Up to nine in ten dog owners wouldn’t be able to identify some ‘crucial signs’ of anxiety in a dog – despite the fact that almost three quarters (72%) believe they can accurately read their dog’s body language and know if they’re feeling fearful or happy, according to research by the Kennel Club.
The Kennel Club adds, “A staggering nine in ten (88%) do not know that yawning could be an early warning sign of anxiety or fear, and there was a similarly high lack of awareness about other important stress signs, including licking lips (82%) and staring, wide eyes (65%).
“Furthermore, of those owners who are also parents, the majority have not made their children aware of some of the signals which can show a dog is stressed or fearful, resulting in a ‘dangerous knowledge gap’.
Less than one in five have identified and discussed a dog yawning, licking their lips or holding their tail firmly upright as potential early warning signals of fear or stress, with their children.”
Recently, research from Edge Hill University found a link between dog attacks and ‘misunderstanding of dog behaviour’. The study suggests this contributes to the rise in dog attacks in the UK, as the majority of dog bites occur in the victim’s home and involve a familiar dog.
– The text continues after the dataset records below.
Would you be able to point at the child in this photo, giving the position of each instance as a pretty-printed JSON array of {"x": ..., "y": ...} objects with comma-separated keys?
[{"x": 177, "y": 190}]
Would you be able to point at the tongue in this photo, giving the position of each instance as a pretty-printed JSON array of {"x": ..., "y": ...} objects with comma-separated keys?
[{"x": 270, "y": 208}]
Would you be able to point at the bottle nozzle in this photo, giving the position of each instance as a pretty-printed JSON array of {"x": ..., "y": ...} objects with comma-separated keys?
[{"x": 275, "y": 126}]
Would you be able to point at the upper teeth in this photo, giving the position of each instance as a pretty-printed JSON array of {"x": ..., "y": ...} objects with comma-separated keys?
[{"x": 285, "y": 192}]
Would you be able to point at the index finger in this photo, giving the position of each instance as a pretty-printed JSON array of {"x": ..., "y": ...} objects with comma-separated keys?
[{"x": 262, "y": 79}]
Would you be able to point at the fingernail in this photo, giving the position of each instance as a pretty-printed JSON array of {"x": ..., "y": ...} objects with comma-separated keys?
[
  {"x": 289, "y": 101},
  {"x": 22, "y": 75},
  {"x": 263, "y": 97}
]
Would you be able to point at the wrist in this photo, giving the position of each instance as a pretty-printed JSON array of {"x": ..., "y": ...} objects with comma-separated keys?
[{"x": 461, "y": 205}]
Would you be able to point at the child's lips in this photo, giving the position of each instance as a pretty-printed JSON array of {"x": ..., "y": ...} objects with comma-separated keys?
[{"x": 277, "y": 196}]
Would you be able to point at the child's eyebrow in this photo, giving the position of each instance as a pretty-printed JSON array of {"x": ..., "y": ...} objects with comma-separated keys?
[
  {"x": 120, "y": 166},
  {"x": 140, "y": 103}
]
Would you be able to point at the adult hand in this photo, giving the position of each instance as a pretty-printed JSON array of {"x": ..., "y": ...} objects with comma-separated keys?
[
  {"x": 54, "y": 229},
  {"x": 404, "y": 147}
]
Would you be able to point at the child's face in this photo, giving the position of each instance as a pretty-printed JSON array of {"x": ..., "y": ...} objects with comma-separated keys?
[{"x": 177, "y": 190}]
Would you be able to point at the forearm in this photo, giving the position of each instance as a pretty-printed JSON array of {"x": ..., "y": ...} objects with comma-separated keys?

This is the case in 91 per cent of bites on children in the UK.
According to the Kennel Club, one in ten dog owners (10%) couldn’t identify any signs of stress or fear in a dog; less than half could identify the more well-known signs, including a dog putting their tail between their legs.
Bill Lambert, spokesperson for The Kennel Club, said, commented, “It’s alarming that so many owners are simply unaware of how a dog can show signs of stress or fear, while, on the contrary, how many falsely believe they understand their dog’s body language, which can be gravely dangerous in escalating situations. Given this, it’s unsurprising that one in four say that their dog can behave unpredictably. Not being able to recognise when your dog is frightened or stressed can have serious consequences and we are extremely concerned about this worrying knowledge gap.
“By failing to understand the signals, we are not only putting ourselves in a potentially harmful situation, but also our dogs who are relying on our understanding of how they express themselves. Much more awareness of our beloved pets’ behaviour is needed, for owners, children and the wider public alike, to ensure everybody is kept safe.”